Grant’s victory over Greeley in the 1872 election did not stop the collapse of Reconstruction. Bordewich concisely summarizes the ever-worsening race relations during Grant’s second term. In April 1873, a month after he resumed office, some sixty to seventy African Americans were massacred by white people in Colfax, Louisiana. Grant declared, “A butchery of citizens was committed at Colfax, which in blood-thirstiness and barbarity is hardly surpassed by any acts of savage warfare.” However, Colfax led not to a reassertion of the Enforcement Acts but to their dissolution. The case against three of the accused murderers in the Colfax affair went to the Supreme Court, which ruled in United States v. Cruikshank that the Fourteenth Amendment applied only to actions by the states, not by individuals. Not only did the nine accused men go unpunished, but three white men who had died in the Colfax fray were later memorialized by an obelisk in a Louisiana cemetery inscribed with the words: “ERECTED TO THE MEMORY OF THE HEROES, STEPHEN DECATUR PARISH, JAMES WEST HADNOT, SIDNEY HARRIS, WHO FELL IN THE COLFAX RIOT FIGHTING FOR WHITE SUPREMACY.”

This inscription encapsulates what happened after Reconstruction ended in 1876. In five cases of 1883 the Supreme Court tore civil rights to shreds, opening the way to Jim Crow laws. In Plessy v. Ferguson (1896) the Court legalized segregation. The spirit of national reconciliation, which restored local power to the former Confederate states, eclipsed concern for Black people who suffered disenfranchisement and intensified violence. Lynchings, formerly done in secret, now became public spectacles, attended by crowds who collected as souvenirs body parts cut off the corpses of Black victims.

In the rearview mirror, the Civil War seemed like a needless bloodbath caused by fanatical abolitionists, and Radical Reconstruction was a nightmarish moment of African American rule that was justly snuffed out by white redeemers. The Lost Cause, which romanticized the Old South and the Confederacy, flooded popular culture with best-selling books and movies like Gone with the Wind (1939), the highest-grossing film of all time (adjusted for inflation). D.W. Griffith’s masterly but rancidly racist film The Birth of a Nation (1915) demonized African Americans and their Radical Republican supporters while making heroes of the Ku Klux Klan. The Klan itself made a huge comeback in the 1920s, reaching a nationwide membership of between three and eight million. The new Klan’s trademarks were pointed hoods, white robes, and cross-burning terrorism.

In this atmosphere, Grant’s reputation sank.
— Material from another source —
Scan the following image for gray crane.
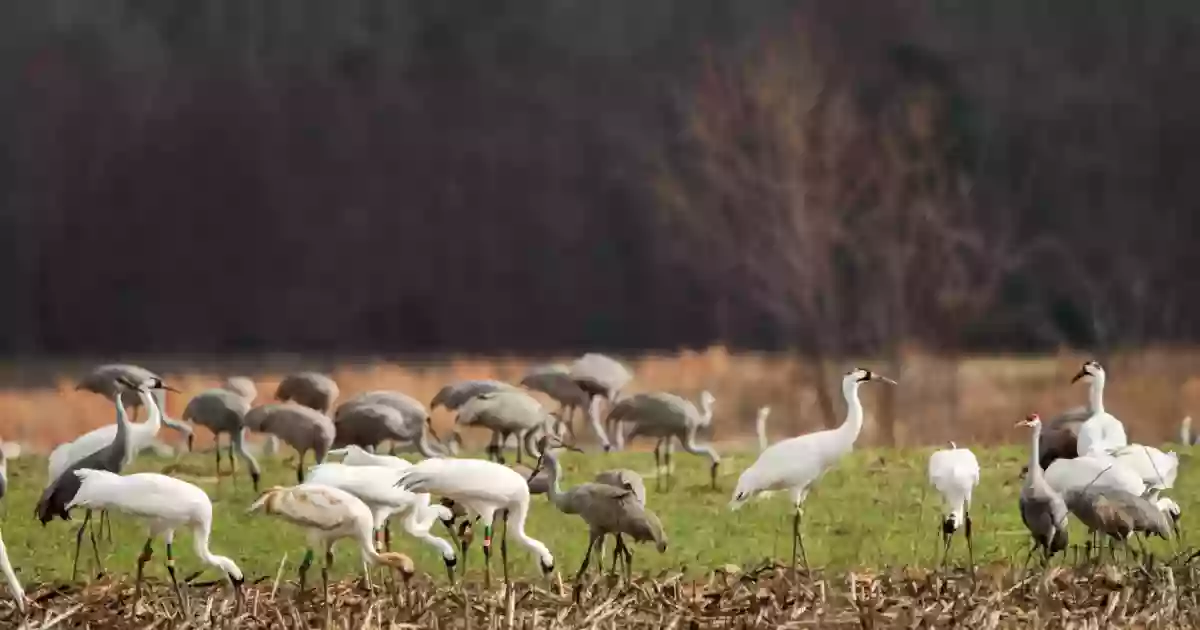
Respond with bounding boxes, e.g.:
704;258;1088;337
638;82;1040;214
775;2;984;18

Revisionist historians influenced by the Columbia professor William Archibald Dunning had no use for Grant’s pursuit of civil rights; they caricatured him as a bumbling battlefield slaughterer and an incompetent president whose second term was plagued by the corruption of people around him. This negative view of Grant lingered. When Harvard’s Arthur Schlesinger Sr. took a poll of historians in 1948, Grant was put in the lowest tier of American presidents, a ranking that he retained until the early 2000s, when the growing interest in Black history brought a fresh appreciation of his dedication to citizenship for people of color. Grant steadily rose in experts’ polls as historians recognized that the scandals that rocked his presidency resulted largely from changing economic conditions and his poor judgment in making official appointments, not his own dishonesty. In the latest experts’ poll, conducted in February 2024 by the American Political Science Association, Grant ranked seventeenth out of forty-five presidents, just below Ronald Reagan.2 Readers of Bordewich’s outstanding Klan War will agree that he may well be headed even higher in the future.